27/04/07 The Supreme, Omnipresent and Incarnate
Bhagavan said:
Inside me is One, and I know neither what that One is going to do, nor when. When I am in daitya (duality), then I am under Him, so I have to say He is holding me, but when I am in samadhi, there is no-one. I do not know what more He will do with me.
You also cannot leave me. It is like an electric charge that has transferred from me to you. You are not holding me, but I am holding you, so you cannot live without me.
Commentary by Koji:
A person is like a bucket of salt and sugar. A materialistic person contains much more salt than sugar, and a spiritual person has changed the majority of salt for sugar. Bhagavan is pure sugar with one grain of salt. The grain of salt is his psycho-physical organism. He has to keep this grain of salt, or else he cannot remain in the body. If he did not have this grain of salt, he would be omnipresent. Although this would be a grain purer still, it is better if he keeps that grain of salt so that he may remain in the body and sit with us to teach us. If he is omnipresent, he cannot speak to us and do that.
As there is one grain of salt in an incarnate God, when he is in the body, there is something higher. The Supreme knows absolutely everything, as it is the root of all creation, omnipresent, and therefore omniscient. The body is a projection of ignorance, and that ignorance keeps an incarnate God in his body. If Bhagavan knew everything that will happen, he would not have any reason to remain in the body. The Supreme has to keep this grain of ignorance in its incarnation so that it may continue to work. If there is nothing to find out, the universe no longer has any mystery, and there is no longer anything to do in it.
We think we do things through our own will. If I go to the shop and buy something, I think I am doing it because I decided to do it, but that is an error. My mind is only an extremely small part of the manifestation of the Intelligence that projects, directs and dissolves the entire universe, including our minds and bodies. Everything is interconnected and depends on the root of all the projection, which is called the omnipresent Bhagavan. We decide to do something because Bhagavan has decided that we should decide to do that. If we do not see the cause of everything that happens, we live in ignorance. We do not know what the Omniscient will decide to do with us.

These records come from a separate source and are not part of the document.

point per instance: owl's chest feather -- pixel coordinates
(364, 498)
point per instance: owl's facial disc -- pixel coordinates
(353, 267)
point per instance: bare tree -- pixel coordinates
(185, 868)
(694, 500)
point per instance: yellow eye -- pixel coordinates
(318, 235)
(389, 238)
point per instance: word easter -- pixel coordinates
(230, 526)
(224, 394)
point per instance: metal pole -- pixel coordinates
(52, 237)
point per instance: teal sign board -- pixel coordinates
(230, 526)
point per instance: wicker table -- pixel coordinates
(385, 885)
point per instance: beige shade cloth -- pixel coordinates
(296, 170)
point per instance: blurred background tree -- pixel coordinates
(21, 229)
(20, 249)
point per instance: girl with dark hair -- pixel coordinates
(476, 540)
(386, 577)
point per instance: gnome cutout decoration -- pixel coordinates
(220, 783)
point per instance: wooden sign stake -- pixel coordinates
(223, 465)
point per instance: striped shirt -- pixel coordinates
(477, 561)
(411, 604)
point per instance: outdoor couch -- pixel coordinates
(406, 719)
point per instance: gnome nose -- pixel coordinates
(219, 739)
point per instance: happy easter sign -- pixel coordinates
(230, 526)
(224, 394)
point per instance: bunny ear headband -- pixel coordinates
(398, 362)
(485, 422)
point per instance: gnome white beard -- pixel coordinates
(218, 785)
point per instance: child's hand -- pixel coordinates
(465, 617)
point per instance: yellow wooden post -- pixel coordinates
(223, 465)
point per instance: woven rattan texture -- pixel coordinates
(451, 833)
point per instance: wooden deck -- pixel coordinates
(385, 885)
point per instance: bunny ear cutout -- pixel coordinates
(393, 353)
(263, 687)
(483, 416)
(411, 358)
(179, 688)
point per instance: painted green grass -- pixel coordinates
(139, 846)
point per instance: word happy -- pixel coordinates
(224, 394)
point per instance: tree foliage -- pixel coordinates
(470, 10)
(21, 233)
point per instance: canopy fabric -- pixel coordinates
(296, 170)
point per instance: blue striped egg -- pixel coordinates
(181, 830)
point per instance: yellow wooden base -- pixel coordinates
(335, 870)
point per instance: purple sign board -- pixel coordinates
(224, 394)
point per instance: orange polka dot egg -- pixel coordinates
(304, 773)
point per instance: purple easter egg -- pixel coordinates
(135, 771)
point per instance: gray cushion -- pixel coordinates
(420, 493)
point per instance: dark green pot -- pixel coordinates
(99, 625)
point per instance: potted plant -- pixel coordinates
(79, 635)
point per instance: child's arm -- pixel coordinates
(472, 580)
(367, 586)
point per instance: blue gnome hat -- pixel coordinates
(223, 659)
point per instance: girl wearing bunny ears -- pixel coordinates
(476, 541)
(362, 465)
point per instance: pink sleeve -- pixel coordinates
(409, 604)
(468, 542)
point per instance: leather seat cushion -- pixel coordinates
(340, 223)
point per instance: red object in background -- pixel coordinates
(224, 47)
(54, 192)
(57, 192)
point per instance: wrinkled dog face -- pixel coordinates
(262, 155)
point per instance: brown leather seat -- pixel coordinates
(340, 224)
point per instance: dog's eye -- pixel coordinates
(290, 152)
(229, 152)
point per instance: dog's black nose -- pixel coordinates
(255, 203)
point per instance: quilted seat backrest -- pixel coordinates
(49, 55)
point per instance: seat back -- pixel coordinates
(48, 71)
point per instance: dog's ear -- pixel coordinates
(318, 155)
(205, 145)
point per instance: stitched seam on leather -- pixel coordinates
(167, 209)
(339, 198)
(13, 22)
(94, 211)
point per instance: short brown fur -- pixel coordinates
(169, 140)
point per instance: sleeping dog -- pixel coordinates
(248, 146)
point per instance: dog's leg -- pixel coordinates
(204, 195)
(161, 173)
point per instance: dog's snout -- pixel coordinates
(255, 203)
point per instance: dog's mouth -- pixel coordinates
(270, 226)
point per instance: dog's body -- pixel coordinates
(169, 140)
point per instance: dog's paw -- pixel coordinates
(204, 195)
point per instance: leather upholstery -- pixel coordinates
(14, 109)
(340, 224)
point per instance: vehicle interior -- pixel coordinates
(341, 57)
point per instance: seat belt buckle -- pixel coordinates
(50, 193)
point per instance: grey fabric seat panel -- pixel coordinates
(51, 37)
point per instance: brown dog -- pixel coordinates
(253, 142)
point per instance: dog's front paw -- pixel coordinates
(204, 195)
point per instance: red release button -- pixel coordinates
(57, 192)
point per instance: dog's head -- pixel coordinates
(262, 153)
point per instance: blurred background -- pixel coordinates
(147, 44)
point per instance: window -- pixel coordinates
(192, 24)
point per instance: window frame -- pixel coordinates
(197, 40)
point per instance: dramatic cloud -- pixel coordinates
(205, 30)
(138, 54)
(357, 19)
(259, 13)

The incarnate Bhagavan is the omnipresent Bhagavan in a body, with a grain of matter. If there is a vibration in the omnipresent Bhagavan, there is a vibration in the incarnate Bhagavan. If there appears a vibration in the mind of Bhagavan, there appears a vibration in the universe. Through noticing a strong vibration in his mind, Bhagavan has foreseen that various disasters would come to pass. A little after saying that something terrible would happen, a tsunami appeared for example.

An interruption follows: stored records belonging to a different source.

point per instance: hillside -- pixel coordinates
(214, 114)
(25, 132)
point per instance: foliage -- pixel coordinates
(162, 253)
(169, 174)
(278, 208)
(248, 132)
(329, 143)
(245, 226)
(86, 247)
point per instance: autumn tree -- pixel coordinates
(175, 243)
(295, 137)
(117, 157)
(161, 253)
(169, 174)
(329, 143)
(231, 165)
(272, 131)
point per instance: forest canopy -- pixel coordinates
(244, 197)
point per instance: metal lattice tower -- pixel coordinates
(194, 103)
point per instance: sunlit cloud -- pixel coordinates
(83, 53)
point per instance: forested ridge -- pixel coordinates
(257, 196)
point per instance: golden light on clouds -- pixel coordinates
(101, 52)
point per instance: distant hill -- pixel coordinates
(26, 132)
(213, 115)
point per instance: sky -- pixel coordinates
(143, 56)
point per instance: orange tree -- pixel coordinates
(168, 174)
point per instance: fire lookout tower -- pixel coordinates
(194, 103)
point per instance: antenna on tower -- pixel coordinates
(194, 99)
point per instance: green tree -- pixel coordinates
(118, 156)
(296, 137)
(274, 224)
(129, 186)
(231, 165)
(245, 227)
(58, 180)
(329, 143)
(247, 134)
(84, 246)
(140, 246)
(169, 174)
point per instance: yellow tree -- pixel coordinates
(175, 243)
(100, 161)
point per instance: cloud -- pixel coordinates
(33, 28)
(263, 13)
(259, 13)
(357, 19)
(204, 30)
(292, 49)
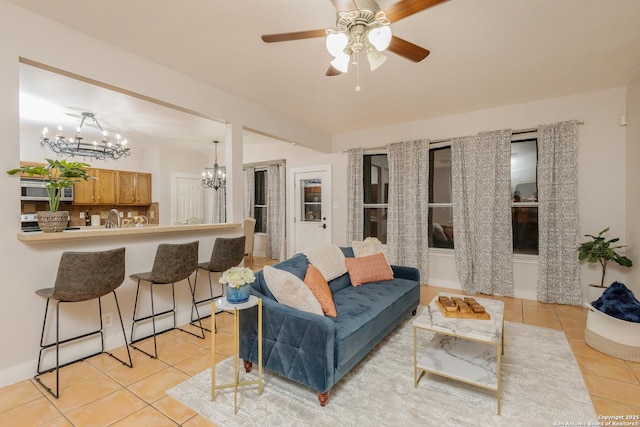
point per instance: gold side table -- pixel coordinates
(223, 304)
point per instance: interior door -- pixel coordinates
(312, 207)
(188, 199)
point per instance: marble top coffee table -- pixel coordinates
(466, 350)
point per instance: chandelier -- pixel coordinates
(359, 31)
(76, 146)
(214, 177)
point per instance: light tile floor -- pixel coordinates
(102, 392)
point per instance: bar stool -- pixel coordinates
(82, 276)
(172, 263)
(227, 252)
(249, 226)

One day when I was with Bhagavan in Birati, the news that everyone was hearing was that a boy had fallen into a twenty-metre-deep well in Kurukshetra, and they could not get him out. There were reports on this on the radio all the time. The boy was in danger for his life. Kurukshetra is where Krishna spoke the Bhagavad Gita, showed his form of God to Arjuna and both armies on the battlefield, and just afterwards took place the last battle of the Mahabharata War, the conclusion of Dwapara Yuga (the Bronze Age). Although the boy was a Muslim, and was in one of the most important Hindu tirthas, pilgrimage sites, the whole of Hindu India was praying that the boy may be saved. On television, they were showing people in different parts of India praying. “Truth is One; sages call It by various names,” is written in the Veda. He had been there for days already. During that time, Bhagavan felt himself affected by a strange vibration in his mind, so he could not relax properly. Swapon Kaku and Sudarsan called him from Lake Gardens to ask him to do something for the boy. Bhagavan prayed, and twenty minutes later, they got the boy out of the well. Bhagavan realised that that vibration was the result of the prayers of all those people praying for the sake of the boy. Our prayers do indeed have results.
If someone asks me if I can do a certain great work, I do not know. It depends on if Bhagavan wants me to do it. If someone asks me if breathe another breath, I do not know, as it is not I who decides if I may or not. I am completely in the hands of Bhagavan. I cannot live without Him.